The most ambitious project ever undertaken by the Academy in its entire history was the interdisciplinary and international examination of fundamentalism as a religious, social, political, and psychological phenomenon, which was made possible when Edward Levi convinced the John D. and Catherine T. MacArthur Foundation of the importance of supporting an Academy program in public policy that would "focus on topics where an understanding of the issues would be significantly increased by bringing together members of a variety of disciplines—a subject that would emphasize conditions in foreign countries that have consequences for the United States." In its six years of operation, the project hosted ten international conferences and six regional seminars, engaging over 150 scholars, journalists, and policy analysts from twenty countries. The Fundamentalism Project produced a five-volume set of studies, which provoked wide discussion, redefined the issues, and remains the standard reference work on the subject.

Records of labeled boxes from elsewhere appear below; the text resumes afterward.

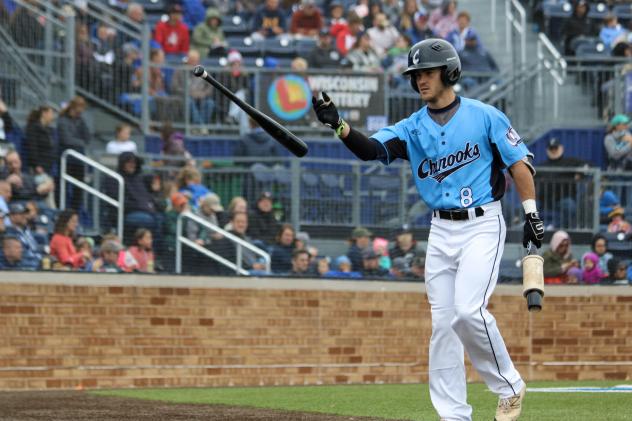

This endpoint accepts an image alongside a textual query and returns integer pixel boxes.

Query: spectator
[92,240,124,273]
[252,0,287,39]
[6,203,42,266]
[0,180,12,227]
[189,7,228,57]
[347,32,382,72]
[410,256,426,282]
[119,228,156,273]
[186,193,225,246]
[336,12,362,56]
[307,29,341,69]
[329,0,347,38]
[176,165,211,210]
[362,248,388,278]
[105,123,137,155]
[347,227,373,271]
[602,258,630,285]
[324,255,362,279]
[182,0,205,28]
[428,0,459,39]
[160,122,195,166]
[210,212,265,274]
[367,13,399,58]
[288,249,310,278]
[590,234,612,275]
[0,99,13,146]
[582,253,606,285]
[154,3,189,55]
[290,0,324,37]
[23,105,57,174]
[599,15,625,49]
[248,192,280,243]
[603,114,632,171]
[542,231,579,284]
[397,0,426,33]
[4,151,50,201]
[608,206,632,234]
[389,225,424,272]
[0,235,39,270]
[406,8,434,45]
[219,196,248,231]
[113,152,160,241]
[270,224,295,273]
[171,49,215,124]
[50,209,90,270]
[234,119,285,158]
[57,96,90,209]
[161,192,190,272]
[561,0,597,56]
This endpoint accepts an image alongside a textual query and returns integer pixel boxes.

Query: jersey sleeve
[371,119,410,165]
[487,106,533,168]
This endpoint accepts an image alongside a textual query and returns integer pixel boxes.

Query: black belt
[432,206,485,221]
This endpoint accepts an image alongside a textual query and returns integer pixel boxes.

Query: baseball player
[312,39,544,421]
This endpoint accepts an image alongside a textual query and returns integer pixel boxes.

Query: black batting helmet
[402,38,461,92]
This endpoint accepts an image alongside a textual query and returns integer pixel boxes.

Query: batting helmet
[402,38,461,92]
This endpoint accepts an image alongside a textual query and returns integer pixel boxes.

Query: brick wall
[0,273,632,389]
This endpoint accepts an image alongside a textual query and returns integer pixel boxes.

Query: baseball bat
[193,66,308,158]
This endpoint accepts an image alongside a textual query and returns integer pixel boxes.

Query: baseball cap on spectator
[171,192,189,208]
[9,203,29,215]
[226,50,243,64]
[610,114,630,126]
[546,137,561,149]
[200,193,224,212]
[351,227,373,240]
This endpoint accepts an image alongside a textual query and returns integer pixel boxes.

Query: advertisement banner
[257,72,387,130]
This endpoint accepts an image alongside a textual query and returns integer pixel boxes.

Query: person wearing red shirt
[154,4,189,54]
[290,0,323,37]
[50,209,86,269]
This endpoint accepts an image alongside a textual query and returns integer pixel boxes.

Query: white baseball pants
[426,202,524,421]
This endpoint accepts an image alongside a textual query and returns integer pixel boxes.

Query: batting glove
[522,212,544,248]
[312,92,342,130]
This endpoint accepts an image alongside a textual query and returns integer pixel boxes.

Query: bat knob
[193,65,204,77]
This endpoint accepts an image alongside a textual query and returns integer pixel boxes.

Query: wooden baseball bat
[193,66,308,158]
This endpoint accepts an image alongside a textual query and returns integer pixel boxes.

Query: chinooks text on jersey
[371,98,529,209]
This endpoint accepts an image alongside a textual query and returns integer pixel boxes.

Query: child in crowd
[582,253,604,284]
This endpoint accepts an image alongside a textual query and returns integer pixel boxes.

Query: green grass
[92,381,632,421]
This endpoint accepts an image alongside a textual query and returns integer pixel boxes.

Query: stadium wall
[0,272,632,390]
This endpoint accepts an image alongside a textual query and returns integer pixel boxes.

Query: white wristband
[522,199,538,213]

Edward Levi was not an easy person to learn to know. Superficial people found him intimidating, even rationalistic and "cold." He could become impatient with small talk, and he did not suffer fools gladly. But to those who did learn to know him, he was unfailingly generous and thoughtful. He encouraged his colleagues in the University and in the Academy to carry on their private education in public, and I never came away from a conversation with him without having been forced to think and rethink my presuppositions. I would often quote to myself the words of the Book of Proverbs (12:1), "Whoso loveth instruction loveth knowledge." And now I would add (10:7): "The memory of the just is blessed."